What are Migraine Headaches?
Migraine headaches often affect one half of the head; they are pulsating in nature and last from 2 to 72 hours. Associated symptoms can, but do not always include nausea, vomiting, increased sensitivity to light, increased sensitivity to sound and the pain is generally made worse by physical activity. Up to one-third of people with migraine headaches have an aura which is a transient visual, sensory, language, or motor disturbance which signals that the headache will soon occur. Occasionally an aura can occur with little or no headache following it.
Migraines are believed to be due to a mixture of environmental, genetic factors and complications from some neurological diseases. Two-thirds of cases run in families. Hormone levels may also play a role, as migraines affect slightly more boys than girls before puberty, but about two to three times more women than men. Migraines decrease during pregnancy. The exact cause of migraines are not known. It is believed to be a neurovascular disorder. The primary theory is related to increased excitability of the cerebral cortex and abnormal control of pain neurons in the trigeminal nucleus of the brainstem.
Migraine ranks in the top 20 of the world’s most disabling medical illnesses. Amazingly, over 10% of the population, including children, suffers from migraine. Nearly 1 in 4 U.S. households includes someone with a migraine disorder. For some, they and not disabling, but for many, headaches and migraines are extremely disabling and interfere with the ability to carry out day-to-day life.

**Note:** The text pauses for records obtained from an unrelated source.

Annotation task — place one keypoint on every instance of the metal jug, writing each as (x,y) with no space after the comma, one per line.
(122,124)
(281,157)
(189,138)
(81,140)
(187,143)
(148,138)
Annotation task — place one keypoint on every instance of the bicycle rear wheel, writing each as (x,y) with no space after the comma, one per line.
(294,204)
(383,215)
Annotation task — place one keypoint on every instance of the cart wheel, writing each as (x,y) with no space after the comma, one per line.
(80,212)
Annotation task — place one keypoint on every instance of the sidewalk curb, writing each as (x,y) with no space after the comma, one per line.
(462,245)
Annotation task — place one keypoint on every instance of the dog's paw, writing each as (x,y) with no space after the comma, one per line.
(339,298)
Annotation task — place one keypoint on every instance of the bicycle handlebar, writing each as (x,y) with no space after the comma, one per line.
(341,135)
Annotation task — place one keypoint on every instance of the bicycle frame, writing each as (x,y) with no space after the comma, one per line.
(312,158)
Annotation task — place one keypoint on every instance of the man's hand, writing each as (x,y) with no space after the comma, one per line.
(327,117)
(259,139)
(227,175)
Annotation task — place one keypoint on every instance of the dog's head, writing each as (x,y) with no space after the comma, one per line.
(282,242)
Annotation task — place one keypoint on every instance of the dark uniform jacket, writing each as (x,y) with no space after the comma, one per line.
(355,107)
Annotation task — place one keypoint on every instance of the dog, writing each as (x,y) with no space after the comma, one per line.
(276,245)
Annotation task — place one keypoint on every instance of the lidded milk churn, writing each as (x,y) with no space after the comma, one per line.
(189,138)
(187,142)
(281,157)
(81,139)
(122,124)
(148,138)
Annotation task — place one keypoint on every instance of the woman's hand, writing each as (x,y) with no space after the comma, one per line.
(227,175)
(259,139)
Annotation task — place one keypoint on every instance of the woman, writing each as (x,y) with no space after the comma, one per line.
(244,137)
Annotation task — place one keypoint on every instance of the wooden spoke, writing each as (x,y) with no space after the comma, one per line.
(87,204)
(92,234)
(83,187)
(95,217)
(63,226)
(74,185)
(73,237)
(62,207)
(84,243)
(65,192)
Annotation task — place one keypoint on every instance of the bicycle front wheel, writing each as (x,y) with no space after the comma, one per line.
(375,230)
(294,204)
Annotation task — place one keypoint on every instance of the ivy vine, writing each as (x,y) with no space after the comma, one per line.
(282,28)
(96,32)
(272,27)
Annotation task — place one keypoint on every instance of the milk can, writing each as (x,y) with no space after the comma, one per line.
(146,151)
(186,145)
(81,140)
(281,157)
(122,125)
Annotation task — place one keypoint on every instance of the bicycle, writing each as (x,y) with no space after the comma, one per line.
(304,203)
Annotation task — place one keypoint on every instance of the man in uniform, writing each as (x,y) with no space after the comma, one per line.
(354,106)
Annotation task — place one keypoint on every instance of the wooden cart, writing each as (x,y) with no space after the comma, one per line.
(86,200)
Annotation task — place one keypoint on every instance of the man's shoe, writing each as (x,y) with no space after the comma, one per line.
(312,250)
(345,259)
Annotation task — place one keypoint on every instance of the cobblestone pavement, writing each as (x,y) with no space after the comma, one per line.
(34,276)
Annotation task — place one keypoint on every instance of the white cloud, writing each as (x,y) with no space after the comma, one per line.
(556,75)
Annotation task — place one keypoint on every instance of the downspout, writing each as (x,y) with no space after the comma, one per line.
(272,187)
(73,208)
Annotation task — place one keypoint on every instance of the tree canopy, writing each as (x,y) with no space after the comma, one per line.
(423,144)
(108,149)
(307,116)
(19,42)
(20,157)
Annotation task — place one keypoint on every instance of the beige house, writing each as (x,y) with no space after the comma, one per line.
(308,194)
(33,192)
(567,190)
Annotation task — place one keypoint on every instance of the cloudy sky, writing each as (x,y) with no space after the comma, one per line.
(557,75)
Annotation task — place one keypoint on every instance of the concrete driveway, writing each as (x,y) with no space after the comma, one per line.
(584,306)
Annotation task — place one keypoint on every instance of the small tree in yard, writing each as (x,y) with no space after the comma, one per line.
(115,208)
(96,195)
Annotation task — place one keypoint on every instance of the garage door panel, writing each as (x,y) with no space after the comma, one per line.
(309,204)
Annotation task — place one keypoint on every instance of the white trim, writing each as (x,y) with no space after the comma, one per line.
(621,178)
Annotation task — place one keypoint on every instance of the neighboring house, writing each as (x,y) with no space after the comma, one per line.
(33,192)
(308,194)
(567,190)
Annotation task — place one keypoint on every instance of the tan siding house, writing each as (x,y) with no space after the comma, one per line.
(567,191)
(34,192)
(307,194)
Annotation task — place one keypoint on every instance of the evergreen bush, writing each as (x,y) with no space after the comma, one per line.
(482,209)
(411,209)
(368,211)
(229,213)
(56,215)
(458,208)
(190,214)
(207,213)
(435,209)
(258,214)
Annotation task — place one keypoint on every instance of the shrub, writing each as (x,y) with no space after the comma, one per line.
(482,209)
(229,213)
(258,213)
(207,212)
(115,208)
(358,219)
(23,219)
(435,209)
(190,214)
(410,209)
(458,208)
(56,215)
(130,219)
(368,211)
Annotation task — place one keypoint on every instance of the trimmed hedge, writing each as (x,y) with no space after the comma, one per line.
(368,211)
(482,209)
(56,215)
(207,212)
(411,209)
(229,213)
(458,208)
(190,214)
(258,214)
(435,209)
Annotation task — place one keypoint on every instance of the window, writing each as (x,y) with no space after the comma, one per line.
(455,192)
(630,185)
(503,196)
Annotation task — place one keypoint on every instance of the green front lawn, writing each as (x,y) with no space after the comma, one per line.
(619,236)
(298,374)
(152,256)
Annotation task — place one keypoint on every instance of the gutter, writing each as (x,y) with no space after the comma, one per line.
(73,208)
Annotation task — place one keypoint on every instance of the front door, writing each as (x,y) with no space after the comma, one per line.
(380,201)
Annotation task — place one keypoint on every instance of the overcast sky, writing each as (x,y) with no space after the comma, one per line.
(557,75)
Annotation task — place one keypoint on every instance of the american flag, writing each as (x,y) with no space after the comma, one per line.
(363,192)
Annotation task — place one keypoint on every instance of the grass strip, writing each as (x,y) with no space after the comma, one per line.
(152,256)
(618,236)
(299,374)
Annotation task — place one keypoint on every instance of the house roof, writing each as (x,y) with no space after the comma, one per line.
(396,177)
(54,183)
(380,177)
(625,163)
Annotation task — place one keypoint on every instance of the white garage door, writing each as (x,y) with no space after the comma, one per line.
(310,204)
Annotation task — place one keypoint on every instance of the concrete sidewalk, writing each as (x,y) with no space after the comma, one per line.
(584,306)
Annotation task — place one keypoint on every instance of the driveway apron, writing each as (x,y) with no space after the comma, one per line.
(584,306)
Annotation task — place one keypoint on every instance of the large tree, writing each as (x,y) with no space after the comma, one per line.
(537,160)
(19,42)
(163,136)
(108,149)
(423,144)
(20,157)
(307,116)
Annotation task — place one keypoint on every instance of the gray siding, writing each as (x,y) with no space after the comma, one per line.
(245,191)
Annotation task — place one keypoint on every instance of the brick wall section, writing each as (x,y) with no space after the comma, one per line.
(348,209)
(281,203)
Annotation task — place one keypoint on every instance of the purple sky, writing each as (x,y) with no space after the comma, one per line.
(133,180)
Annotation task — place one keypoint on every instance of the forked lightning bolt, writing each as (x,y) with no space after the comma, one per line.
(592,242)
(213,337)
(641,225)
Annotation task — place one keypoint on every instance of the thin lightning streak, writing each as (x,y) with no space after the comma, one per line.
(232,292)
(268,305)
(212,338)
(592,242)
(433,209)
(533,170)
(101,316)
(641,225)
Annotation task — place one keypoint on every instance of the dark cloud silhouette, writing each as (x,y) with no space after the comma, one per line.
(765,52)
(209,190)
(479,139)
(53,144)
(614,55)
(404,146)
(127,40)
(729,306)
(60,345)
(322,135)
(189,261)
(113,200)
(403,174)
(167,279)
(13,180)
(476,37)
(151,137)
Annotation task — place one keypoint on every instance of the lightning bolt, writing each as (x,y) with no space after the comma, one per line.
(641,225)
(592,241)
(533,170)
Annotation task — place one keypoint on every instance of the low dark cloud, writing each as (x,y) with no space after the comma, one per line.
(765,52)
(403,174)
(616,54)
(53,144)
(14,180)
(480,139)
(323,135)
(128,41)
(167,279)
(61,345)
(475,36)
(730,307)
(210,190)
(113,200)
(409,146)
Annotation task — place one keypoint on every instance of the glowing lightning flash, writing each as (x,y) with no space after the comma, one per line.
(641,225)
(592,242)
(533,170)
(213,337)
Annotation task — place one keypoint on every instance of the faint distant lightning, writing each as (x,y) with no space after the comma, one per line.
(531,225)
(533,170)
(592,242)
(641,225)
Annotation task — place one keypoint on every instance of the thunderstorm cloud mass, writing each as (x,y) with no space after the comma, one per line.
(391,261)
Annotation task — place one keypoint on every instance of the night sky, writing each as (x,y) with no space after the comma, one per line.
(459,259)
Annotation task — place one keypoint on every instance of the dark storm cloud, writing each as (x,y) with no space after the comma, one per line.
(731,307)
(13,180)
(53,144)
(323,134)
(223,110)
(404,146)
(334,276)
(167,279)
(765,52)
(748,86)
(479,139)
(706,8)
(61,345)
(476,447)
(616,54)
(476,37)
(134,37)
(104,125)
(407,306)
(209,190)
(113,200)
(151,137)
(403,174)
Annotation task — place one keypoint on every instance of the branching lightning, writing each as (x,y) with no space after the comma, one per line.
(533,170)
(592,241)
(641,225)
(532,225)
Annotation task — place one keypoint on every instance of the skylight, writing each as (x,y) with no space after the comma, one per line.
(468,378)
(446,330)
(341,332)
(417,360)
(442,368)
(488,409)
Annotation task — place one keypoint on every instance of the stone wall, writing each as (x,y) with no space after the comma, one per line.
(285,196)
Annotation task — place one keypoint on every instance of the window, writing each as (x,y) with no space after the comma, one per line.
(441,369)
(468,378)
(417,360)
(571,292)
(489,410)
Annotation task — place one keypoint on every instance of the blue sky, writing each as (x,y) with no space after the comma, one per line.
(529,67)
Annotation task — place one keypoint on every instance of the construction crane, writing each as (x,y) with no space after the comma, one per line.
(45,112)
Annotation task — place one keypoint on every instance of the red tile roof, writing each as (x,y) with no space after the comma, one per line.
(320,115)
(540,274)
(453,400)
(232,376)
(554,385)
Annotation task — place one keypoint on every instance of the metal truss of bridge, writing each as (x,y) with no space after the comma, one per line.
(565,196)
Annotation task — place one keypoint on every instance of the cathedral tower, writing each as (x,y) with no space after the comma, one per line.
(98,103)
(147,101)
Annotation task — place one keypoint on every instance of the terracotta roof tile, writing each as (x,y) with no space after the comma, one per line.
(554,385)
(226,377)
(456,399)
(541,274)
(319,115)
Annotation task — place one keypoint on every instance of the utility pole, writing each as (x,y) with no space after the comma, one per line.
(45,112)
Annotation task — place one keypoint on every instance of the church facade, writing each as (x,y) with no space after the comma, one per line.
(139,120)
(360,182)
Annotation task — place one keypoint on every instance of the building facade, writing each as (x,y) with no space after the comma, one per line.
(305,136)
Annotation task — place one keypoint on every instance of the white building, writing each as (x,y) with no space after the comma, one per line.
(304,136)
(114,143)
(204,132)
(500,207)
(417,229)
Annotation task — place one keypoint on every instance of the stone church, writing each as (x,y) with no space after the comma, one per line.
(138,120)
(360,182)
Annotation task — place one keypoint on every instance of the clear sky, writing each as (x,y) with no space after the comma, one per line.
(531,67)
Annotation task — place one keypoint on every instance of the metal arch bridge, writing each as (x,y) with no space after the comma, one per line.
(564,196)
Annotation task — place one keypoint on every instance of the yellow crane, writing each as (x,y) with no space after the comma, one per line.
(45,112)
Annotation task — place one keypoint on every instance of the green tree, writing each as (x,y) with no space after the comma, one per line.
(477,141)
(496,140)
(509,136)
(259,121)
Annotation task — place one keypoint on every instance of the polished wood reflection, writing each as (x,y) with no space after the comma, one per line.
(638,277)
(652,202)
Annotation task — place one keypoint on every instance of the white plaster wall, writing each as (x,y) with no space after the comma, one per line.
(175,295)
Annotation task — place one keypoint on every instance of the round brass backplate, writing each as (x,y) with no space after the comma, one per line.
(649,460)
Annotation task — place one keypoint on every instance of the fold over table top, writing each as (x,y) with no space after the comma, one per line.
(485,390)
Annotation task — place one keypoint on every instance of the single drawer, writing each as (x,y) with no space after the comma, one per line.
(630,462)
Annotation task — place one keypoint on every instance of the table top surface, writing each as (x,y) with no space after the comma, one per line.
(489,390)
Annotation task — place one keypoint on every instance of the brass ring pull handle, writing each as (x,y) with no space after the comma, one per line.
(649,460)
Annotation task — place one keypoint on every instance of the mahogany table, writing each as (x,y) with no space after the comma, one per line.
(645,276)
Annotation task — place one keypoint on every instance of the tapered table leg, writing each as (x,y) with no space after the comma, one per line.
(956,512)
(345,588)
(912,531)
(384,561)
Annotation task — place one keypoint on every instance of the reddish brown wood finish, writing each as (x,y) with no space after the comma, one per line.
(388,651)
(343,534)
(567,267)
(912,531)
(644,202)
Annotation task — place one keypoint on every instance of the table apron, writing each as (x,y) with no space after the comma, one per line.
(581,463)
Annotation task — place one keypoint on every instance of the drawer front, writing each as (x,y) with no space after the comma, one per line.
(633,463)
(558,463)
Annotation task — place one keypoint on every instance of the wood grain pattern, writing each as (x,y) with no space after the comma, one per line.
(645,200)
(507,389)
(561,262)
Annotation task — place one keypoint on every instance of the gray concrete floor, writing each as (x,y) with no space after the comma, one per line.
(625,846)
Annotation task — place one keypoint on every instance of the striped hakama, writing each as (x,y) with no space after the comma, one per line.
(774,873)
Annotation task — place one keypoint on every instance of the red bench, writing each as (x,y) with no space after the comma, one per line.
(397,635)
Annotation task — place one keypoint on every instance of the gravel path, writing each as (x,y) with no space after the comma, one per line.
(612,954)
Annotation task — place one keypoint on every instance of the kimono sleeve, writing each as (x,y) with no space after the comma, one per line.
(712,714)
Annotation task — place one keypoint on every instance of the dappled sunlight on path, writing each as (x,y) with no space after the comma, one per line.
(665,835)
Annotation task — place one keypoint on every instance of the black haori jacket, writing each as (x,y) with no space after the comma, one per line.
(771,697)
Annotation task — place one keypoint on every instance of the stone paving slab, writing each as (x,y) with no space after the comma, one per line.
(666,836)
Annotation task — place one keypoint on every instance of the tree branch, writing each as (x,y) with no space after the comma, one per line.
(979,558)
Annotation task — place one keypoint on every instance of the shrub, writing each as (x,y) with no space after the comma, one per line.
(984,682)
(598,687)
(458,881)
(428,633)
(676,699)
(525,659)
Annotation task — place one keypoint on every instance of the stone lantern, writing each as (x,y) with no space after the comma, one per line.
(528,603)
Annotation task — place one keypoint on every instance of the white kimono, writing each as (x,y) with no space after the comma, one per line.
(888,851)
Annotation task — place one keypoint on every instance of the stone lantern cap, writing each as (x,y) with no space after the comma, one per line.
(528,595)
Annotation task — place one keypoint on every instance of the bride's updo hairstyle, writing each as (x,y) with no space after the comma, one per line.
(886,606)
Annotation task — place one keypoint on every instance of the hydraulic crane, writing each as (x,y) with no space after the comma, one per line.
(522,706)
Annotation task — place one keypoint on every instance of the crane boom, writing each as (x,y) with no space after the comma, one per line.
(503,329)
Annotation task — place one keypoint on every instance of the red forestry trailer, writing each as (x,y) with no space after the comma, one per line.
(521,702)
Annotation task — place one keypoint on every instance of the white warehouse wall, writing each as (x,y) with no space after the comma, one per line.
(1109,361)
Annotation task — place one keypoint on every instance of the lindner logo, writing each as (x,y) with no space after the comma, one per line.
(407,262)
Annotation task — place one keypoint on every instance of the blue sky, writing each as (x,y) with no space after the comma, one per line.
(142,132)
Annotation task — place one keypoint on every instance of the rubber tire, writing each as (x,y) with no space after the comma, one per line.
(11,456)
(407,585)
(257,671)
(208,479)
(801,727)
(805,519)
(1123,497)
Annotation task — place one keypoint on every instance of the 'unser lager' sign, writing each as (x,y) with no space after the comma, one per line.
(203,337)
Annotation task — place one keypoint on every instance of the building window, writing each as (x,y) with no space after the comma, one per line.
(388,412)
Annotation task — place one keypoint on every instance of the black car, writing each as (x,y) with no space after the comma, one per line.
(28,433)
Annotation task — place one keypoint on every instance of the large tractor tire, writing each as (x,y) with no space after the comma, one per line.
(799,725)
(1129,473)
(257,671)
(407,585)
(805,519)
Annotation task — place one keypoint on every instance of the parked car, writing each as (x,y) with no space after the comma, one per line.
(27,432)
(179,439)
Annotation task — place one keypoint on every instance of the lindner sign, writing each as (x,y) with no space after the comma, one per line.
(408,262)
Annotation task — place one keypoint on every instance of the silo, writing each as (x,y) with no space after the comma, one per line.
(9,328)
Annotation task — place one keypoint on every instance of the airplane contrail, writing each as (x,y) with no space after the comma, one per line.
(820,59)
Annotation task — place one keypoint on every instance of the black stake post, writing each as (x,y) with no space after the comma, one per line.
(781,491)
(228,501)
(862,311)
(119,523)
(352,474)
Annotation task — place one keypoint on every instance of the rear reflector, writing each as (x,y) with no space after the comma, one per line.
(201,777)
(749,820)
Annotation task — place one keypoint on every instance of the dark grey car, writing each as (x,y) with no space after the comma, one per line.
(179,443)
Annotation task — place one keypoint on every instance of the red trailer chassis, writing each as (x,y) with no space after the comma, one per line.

Migraines also have triggers and these may include foods we eat, different types of stresses including emotional stress, lack of sleep and physical stress. Migraines are also triggered by pain in close by places, such as mechanical factors in the neck and spine, neck joint injury or arthritic disease, jaw pain such as TMJ, stresses on the eyes caused by straining vision and sinus pain.
Our Clinic provides Migraine Headache Therapy
The most effective treatment results when there is an effective partnership with the patient. An effective partnership allows the treating doctor to address all causes and possible treatment of a patient’s migraine headache. Therapy can be optimized through a management program that encompasses education, behavioral treatments, physical therapy, diet modification, treatment of sleep and anxiety as well as medication management. Controlling migraine headaches involves two types of treatment, treating the pain of the migraines when they happen, and stopping the triggers or factors that lead to migraines. Treating the pain when it happens allows you to live a normal life, but, preventative treatment the causes allows us to develop a life-long strategy to keep migraines from coming back, and, is the approach we prefer to take at ROI, through our coordinated team approach. We do this through education and correction of all triggers
Acute treatment most commonly involves the use of medications and reduction of factors that will aggravate the symptoms when a migraine occurs. Sometimes we need to use an abortive drug to stop a migraine when it happens. Numerous abortive medications are used for migraine. The choice for an individual patient depends on the severity of the attacks, associated symptoms such as nausea and vomiting, comorbid problems, and treatment response.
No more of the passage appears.